Andrew was wrong. Warren felt nothing but cold certainty that she would go to no one with her cries of attempted rape. No one would pin anything like that on him. He would never let her win, she should know that by now. The anger passed and clarity took its place. He saw Katrina on the stairs, having easily pushed past his diminutive sidekicks. The bottle on a table by the banisters. Heavy. Cold. And suddenly he found himself striding towards her and reaching out for her. All the time, he was aware of the presence of a weapon in his peripheral vision. She clawed at his face but he didn’t feel it. He dragged her down, he remembered his hand reaching over for the bottle, bringing it up over his head, high, so there’d be plenty of momentum - a physicality he was unused to - and then, blankness. Like memories wrapped in lagging.

He had been taken aback by his own coldness, when he stumbled back and saw the body on the steps, her limbs in oddly awkward positions that could only indicate death. It took a moment to process his own clinicism. He knew it wasn’t her neck that had broken. He knew he killed her. He just needed to buy time, think it through.

Get rid of her. It. Pronouns become difficult when the spirit departs. The thing on the stairs, get rid of it. Not so difficult, surely.

By the time he had laid out the plan, he had begun to feel frissons of excitement again. Warren could rise to the challenge. He was nothing if not resourceful. No one could outmanoeuvre him, certainly not this slayer. He’d pin it on her. Perfect.

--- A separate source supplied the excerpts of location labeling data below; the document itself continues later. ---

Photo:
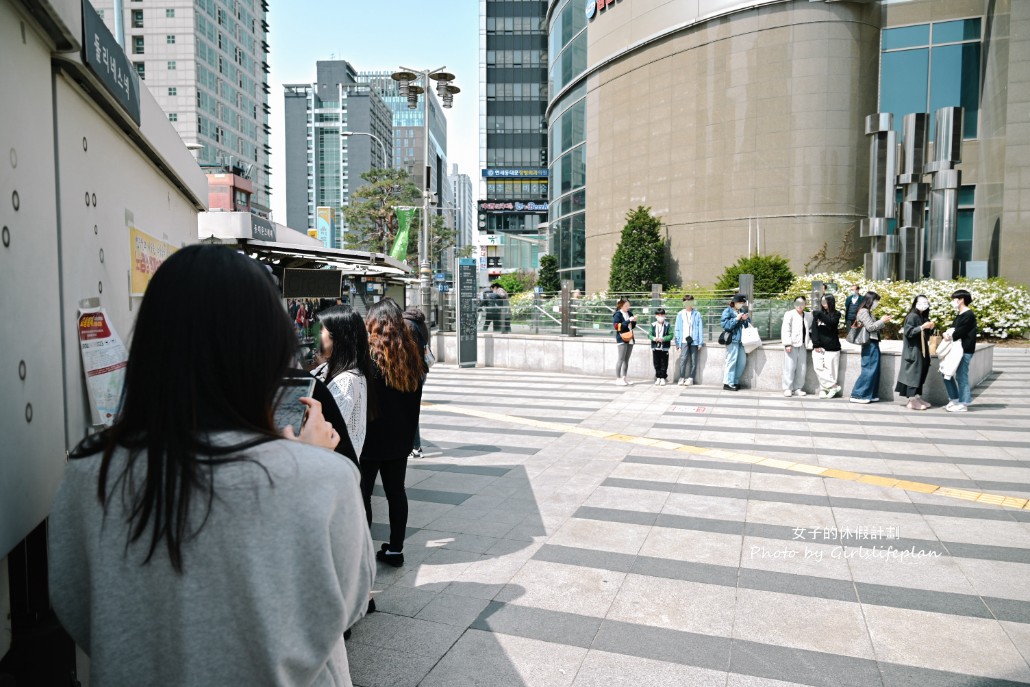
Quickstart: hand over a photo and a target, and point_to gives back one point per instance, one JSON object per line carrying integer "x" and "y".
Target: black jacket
{"x": 965, "y": 331}
{"x": 390, "y": 434}
{"x": 824, "y": 330}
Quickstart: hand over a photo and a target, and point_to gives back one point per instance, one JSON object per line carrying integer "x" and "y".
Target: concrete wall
{"x": 597, "y": 355}
{"x": 756, "y": 114}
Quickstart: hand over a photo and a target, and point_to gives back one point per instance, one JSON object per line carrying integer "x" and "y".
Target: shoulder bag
{"x": 857, "y": 334}
{"x": 750, "y": 339}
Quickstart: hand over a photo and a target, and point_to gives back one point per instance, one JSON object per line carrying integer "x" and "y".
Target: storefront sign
{"x": 104, "y": 361}
{"x": 594, "y": 6}
{"x": 106, "y": 59}
{"x": 468, "y": 311}
{"x": 535, "y": 173}
{"x": 147, "y": 254}
{"x": 261, "y": 229}
{"x": 512, "y": 206}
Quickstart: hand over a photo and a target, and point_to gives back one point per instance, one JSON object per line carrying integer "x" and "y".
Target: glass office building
{"x": 567, "y": 137}
{"x": 513, "y": 125}
{"x": 742, "y": 125}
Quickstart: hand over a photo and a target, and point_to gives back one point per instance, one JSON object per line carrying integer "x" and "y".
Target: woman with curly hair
{"x": 395, "y": 398}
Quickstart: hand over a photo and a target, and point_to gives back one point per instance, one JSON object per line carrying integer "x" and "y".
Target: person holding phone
{"x": 347, "y": 367}
{"x": 395, "y": 401}
{"x": 624, "y": 322}
{"x": 194, "y": 542}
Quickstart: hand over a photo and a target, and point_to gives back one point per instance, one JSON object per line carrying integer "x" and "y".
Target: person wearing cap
{"x": 795, "y": 335}
{"x": 733, "y": 321}
{"x": 689, "y": 337}
{"x": 660, "y": 336}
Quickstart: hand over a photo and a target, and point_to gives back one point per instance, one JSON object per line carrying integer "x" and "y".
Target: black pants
{"x": 660, "y": 359}
{"x": 397, "y": 500}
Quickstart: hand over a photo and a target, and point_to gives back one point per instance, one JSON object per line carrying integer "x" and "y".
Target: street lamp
{"x": 407, "y": 87}
{"x": 386, "y": 161}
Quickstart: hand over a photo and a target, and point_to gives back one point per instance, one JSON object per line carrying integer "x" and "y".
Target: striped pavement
{"x": 563, "y": 530}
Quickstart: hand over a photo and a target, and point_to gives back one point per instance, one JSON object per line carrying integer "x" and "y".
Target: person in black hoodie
{"x": 826, "y": 346}
{"x": 963, "y": 331}
{"x": 395, "y": 400}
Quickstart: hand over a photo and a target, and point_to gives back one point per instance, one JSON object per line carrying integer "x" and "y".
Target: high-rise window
{"x": 927, "y": 66}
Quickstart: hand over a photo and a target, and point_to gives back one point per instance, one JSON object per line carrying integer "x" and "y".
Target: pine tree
{"x": 372, "y": 217}
{"x": 548, "y": 275}
{"x": 640, "y": 258}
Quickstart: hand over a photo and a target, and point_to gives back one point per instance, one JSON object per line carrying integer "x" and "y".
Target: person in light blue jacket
{"x": 689, "y": 337}
{"x": 733, "y": 320}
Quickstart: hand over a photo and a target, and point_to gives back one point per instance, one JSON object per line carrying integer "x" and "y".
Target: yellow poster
{"x": 147, "y": 254}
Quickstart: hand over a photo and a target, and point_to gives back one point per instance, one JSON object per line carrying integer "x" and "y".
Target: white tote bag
{"x": 750, "y": 339}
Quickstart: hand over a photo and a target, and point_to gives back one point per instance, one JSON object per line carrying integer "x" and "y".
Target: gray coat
{"x": 915, "y": 351}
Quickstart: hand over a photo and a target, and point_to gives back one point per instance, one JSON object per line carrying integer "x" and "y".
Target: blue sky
{"x": 376, "y": 35}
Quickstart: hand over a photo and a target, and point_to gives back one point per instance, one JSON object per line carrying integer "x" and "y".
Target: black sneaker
{"x": 389, "y": 557}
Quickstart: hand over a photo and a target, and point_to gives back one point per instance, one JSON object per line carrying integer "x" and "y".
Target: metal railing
{"x": 591, "y": 316}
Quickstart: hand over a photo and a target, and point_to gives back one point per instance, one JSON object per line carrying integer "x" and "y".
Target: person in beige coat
{"x": 795, "y": 335}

Shame that hadn’t worked out.

Suicide, they ruled it in the end. He shrugged. It was enough.

The feelings had passed, the tingling skin and constricted throat. He found that with patience and something to occupy his mind, feelings often did. He discovered this after she had left him, for the first time, when the robot had come back. Katrina walked out and the vampire brought in a box, and in that box was his focus. He built a perfect slayer. He concentrated exclusively on her circuitry, her wiring, and the modelling of her skin, and when he was finished he found that he no longer cared that Katrina had gone.

And now here were his jetpacks. One had a tiny flaw, right there, where the oxygen would leak, causing a tiny explosion. Nowhere near enough to hurt the little guy - in moments of distraction Warren found himself almost tenderly pitying the kid - but enough to cause a rupture in the fuel injection system to one of the jets, sending the wearer veering in the wrong direction.

Jonathan was a sacrifice. They’d lost him the night he killed Katrina.

There. He thought that without even a twinge. He felt nothing.

He carefully folded the blueprints and stowed them behind the closet near his bed.

Just in time. He could hear the red shirts bickering on the stairs. He hoped they remembered the oreos.